The Jackson estate is also engaged in a fight with the IRS.  Over the summer, the estate filed a challenge to a $702 million tax bill stemming from what the IRS claims was an undervaluing of the estate.  The estate tax return filed after Jackson’s death valued the estate at approximately $7 million.  The IRS, however, valued the estate at over $1 billion.  A large part of this discrepancy is related to the valuation of Jackson’s image and likeness.  As of the date of his death, the estate valued Jackson’s image and likeness at $2,105, but the IRS valued them at $434 million.  This great discrepancy raises interesting questions about how to value unique and intangible estate assets.  In the case of Jackson’s image and likeness, a factor that may be at play is the fact that Jackson has made so much money after his death (earning $160 million from October 2012 to October 2013, he was Forbes’s top earning dead celebrity for that year).  While Jackson’s image and likeness are certainly valuable now, and have been since his death (it is estimated that he has earned more than $1 billion since his death), the relevant question for estate tax purposes is what was the value of this asset on the date of death.  Given that Jackson was in financial trouble, reported debts in excess of $500 million at death, and had received significant bad publicity over the years, the estate will likely argue that the IRS is attempting to attach a post-death value to an asset that has appreciated considerably in the last four years and that Jackson was, quite literally, worth more dead than alive.

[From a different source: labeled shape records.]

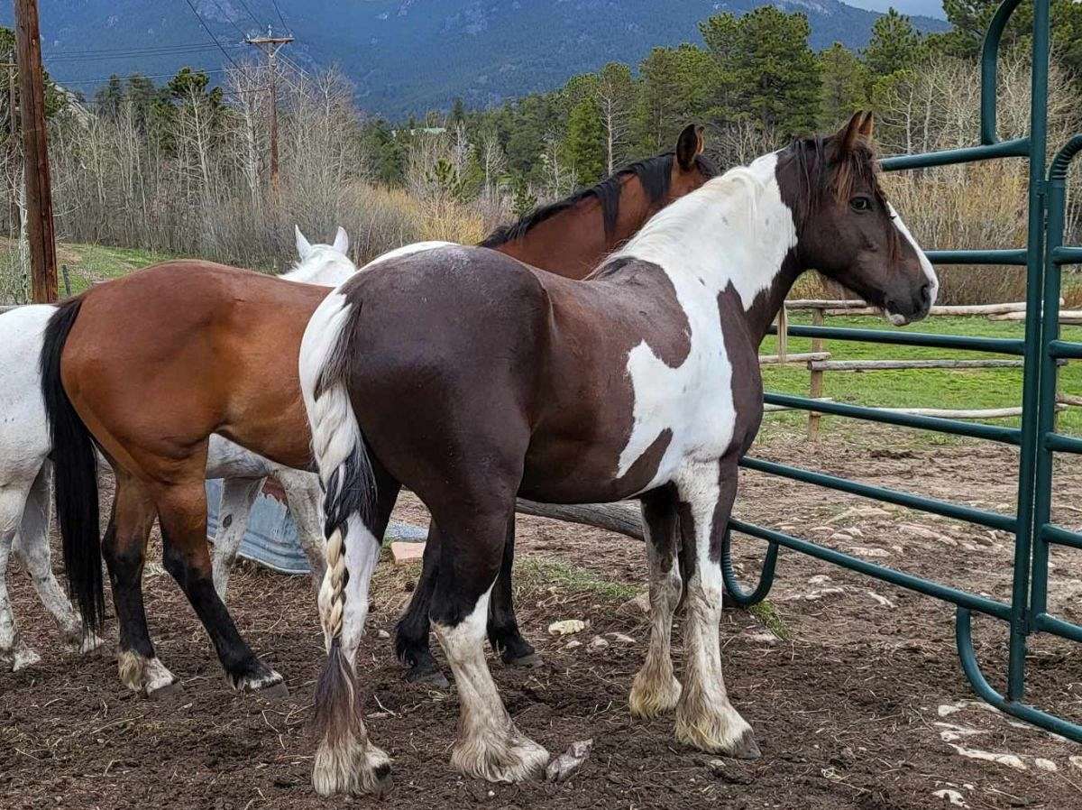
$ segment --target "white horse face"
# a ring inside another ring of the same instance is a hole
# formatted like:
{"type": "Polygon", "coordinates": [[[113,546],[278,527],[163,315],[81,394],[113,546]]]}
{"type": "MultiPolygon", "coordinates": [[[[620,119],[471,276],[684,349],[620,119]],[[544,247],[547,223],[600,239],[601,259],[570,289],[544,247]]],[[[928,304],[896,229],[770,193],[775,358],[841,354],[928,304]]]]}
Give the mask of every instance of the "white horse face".
{"type": "Polygon", "coordinates": [[[349,249],[349,237],[344,227],[339,226],[333,245],[313,245],[298,225],[293,226],[293,232],[300,262],[291,272],[282,275],[282,278],[337,287],[357,271],[357,265],[346,254],[349,249]]]}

While most estates won’t have these same issues to contend with (or garner years of international news coverage), the Jackson estate illustrates the wide variety of issues and disputes that can arise during administration, even years after a decedent’s death.

November 11, 2013

Approval of Settlement Over the Objection of an Interested Person

by Rebecca Klock Schroer

Fiduciary litigation cases are often complicated by the fact that there are many interested persons/parties involved.  When trying to settle these cases, it is not unusual to have the agreement of all interested persons except for one.  One way to proceed is to seek court approval of the settlement agreement with notice to all interested persons. 

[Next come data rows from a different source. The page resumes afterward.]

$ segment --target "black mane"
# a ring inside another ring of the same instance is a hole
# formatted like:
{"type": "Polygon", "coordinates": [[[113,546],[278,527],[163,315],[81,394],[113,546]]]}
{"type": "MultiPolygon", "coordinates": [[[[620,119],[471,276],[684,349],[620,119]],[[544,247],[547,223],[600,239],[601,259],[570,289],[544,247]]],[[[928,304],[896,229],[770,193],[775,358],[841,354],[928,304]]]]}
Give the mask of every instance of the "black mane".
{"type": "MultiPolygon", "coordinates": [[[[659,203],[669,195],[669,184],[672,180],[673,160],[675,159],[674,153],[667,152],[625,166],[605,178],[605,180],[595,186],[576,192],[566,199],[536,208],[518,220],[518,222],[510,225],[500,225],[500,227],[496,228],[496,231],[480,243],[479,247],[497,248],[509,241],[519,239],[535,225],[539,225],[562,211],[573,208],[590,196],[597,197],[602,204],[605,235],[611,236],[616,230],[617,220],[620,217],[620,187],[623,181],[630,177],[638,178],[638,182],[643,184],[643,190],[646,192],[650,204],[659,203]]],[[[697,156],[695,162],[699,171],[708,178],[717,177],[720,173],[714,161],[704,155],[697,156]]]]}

Saunders v. Muratori, 251 P.3d 550 (Colo. App. 2010) is a very interesting appellate opinion that addresses this issue.  Saunders involved a trust dispute in which three of the beneficiaries reached a stipulation and one objected.  The trial court approved the settlement over the objection under Colo. Rev. Stat. §§ 15-12-1101 & 15-12-1102.  These statutes are typically applied to court approval of a compromise in the context of an estate, however, no one in this case objected to the application of these statutes to a trust matter.  The Saunders court upheld the trial court’s approval of the settlement agreement and concluded the following:

As an apparent matter of first impression in Colorado, we conclude that when, as here, trust beneficiaries bring suit for the benefit of a trust, a court may properly approve the settlement of such an action, even over the objection of one of the petitioner beneficiaries, if the settlement is just and reasonable. 

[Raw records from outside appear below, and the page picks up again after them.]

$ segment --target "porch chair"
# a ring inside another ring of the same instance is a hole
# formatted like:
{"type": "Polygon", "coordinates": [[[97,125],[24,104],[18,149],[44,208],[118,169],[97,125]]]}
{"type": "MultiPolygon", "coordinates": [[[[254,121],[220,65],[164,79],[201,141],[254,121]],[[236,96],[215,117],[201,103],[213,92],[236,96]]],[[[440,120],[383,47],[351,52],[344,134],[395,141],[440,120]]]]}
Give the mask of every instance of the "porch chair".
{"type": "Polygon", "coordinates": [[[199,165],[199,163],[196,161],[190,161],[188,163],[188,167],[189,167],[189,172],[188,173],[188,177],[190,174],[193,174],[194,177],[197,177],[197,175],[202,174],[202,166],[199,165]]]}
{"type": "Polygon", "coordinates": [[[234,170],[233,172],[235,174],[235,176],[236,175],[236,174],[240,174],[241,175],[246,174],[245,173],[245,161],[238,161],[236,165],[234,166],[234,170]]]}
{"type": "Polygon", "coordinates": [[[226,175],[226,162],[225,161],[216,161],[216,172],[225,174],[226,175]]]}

The Saunders court compared the facts to a shareholder derivative suit, because in a trust matter, the court is charged with protecting the interests of the trust, trust assets and the intent of the settlor.  According to the opinion, there are four factors that a trial court should consider when determining whether to approve a settlement agreement:

  1. whether the proposed settlement was fairly and honestly negotiated;
  2. whether serious questions of law and fact exist, placing the ultimate outcome of the litigation in doubt;
  3. whether the value of an immediate recovery outweighs the mere possibility of future relief after protracted and extensive litigation; and
  4. the judgment of the parties that the settlement is fair and reasonable.